Keeping up with the pace of events in Poland was, I know from experience, no sinecure. “This is what history feels like before it settles…it’s all wet and squishy and it gets into your shoes.” The words Are Ascherson’s, but they are to be found in Lawrence Weschler’s Solidarity. Weschler, the reporter always in the right place at the right time, is not only, in Christopher Isherwood’s phrase, a camera; he also has an ear for the significant piece of dialogue. (Readers might naturally wonder how the horde of foreign journalists who descended on Poland coped with a language full of tongue twisters. The headquarters of Solidarity, for instance, were in a suburb of Gdansk called Wrzeszcz. A tribute must be paid to Polish interpreters, who, cheap at the exchange rate, were eager to help visiting chroniclers.)
Although, unlike Ascherson, Weschler was new to the Polish scene, he was no innocent abroad. He grasped immediately the gap between life in his Hilton-like hotel and life in the streets, the contrast between the everyday corruption of the Communist regime and lofty Marxist principles. When the articles that form the bulk of this book were first published in The New Yorker, Weschler’s discussion of Polish Jews was singled out for attention. His book, however, contains a great deal more, including unusual information about Muzak and posters and films. How interesting to learn, for instance, that Norma Rae was shown In Warsaw to convey the evils of capitalism, but was perceived by the public as proving the need for strong labor unions!
And Weschler also goes to the heart of the matter–Solidarity. He was there through the Solidarity congress last autumn, and his book is full of revealing quotations.
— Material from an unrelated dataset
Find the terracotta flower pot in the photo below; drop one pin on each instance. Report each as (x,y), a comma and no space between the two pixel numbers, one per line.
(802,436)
He gives us Karol Modzelewski explaining that “we advance across a series of compromises, each of which is unsatisfactory, but the alternative would be disaster.” We hear Jan Litynski, the dissident former editor of Robotnik (The Worker), proclaiming that “in this country to-day there are two powers and no power.”
In the end, though, Weschler’s is history through impressions. The great value of his book lies in its accounts of changing moods in a country going through an upheaval. We may not be greeting a new pundit on Eastern Europe, but we can certainly hail the birth of a brilliant reporter.
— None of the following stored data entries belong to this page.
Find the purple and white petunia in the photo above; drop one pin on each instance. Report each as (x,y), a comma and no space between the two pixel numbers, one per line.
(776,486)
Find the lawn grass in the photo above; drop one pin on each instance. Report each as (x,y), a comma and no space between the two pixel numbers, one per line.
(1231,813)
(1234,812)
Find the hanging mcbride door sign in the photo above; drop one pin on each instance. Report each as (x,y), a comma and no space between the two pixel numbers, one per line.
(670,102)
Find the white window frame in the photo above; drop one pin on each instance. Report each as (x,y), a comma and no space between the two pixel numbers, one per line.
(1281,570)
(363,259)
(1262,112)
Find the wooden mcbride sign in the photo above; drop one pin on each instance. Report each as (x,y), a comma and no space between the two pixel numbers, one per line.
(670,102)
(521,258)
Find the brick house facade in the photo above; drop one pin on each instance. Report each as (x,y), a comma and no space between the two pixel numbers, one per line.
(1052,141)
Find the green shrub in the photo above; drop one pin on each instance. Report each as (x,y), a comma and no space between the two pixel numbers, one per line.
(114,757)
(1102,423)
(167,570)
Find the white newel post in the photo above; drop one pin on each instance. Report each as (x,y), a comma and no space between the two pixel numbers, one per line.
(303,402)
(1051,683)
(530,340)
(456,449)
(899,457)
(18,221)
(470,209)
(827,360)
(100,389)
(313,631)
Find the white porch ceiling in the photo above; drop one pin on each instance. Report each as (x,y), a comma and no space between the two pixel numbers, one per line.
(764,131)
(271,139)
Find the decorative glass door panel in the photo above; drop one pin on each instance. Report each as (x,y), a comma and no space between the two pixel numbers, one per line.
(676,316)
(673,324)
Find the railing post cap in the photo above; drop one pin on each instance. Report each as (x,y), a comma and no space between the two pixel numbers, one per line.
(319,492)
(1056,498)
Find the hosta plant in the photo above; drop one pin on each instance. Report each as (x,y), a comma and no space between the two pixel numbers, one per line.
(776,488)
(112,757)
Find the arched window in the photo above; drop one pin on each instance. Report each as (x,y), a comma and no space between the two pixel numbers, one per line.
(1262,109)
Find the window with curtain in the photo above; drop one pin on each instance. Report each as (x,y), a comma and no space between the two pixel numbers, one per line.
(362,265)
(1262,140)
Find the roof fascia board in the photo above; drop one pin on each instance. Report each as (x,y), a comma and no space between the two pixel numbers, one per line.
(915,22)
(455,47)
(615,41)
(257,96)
Tadeusz Konwicki’s The Polish Complex is a symbolic, surrealist and very Polish story of people standing in line in front of a Warsaw Jewelry shop on Christmas Eve, waiting for Russian gold rings which turn out to be samovars. The mood of the author narrator ranges from despondency, when he sees Poland as rotten and doomed, to euphoria, when he sees it through an inner eye as the country “where people greet each other with a smile, where a policeman lifts a rose instead of a club. where the air is made of oxygen and truth.” The book is full of prophetic signs: one man announces that “we are returning to a natural economy,” while the hero insists, “yes, you’re right, I am waiting for a miracle.” With most Poles as exasperated as those standing in Konwicki’s line and as eagerly awaiting a miracle, it was not difficult to forecast an explosion.
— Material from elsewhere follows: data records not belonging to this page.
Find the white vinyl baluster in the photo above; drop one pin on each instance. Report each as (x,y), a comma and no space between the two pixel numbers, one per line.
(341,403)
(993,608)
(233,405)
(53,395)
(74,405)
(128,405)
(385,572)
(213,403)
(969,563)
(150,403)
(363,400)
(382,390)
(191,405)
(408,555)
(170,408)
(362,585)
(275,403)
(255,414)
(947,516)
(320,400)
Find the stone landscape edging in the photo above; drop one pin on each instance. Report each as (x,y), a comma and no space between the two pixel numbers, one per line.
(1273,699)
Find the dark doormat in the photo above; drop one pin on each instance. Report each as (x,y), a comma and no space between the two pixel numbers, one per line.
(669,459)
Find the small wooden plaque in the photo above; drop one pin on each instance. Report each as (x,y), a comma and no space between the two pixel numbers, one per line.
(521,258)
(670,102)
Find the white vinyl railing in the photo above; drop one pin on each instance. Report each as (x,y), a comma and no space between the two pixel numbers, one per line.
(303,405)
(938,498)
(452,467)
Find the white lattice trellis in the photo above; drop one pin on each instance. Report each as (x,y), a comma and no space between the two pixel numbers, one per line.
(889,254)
Unless recently freed, Konwicki is interned somewhere in Poland. But the eighteen months between the beginning of the strikes and the military coup were not a hallucination, and what appeared from outside to be a miracle had its roots in the past; in the altering social structure, in the minds of the working people. Konwicki may even find courage in his own words: “Nameless men have always won their freedom by fighting for it. The name of the heroes are preserved to give us memory and courage…but always, at every moment, good or bad, everytime the earth turns, some nameless man is biting off his handcuffs with his own teeth.”
The Polish workers’ movement is not dead; tomorrow it may spread. It is important to learn about Poland’s recent past, for it is relevant not only to the future of Eastern Europe but to our own future well.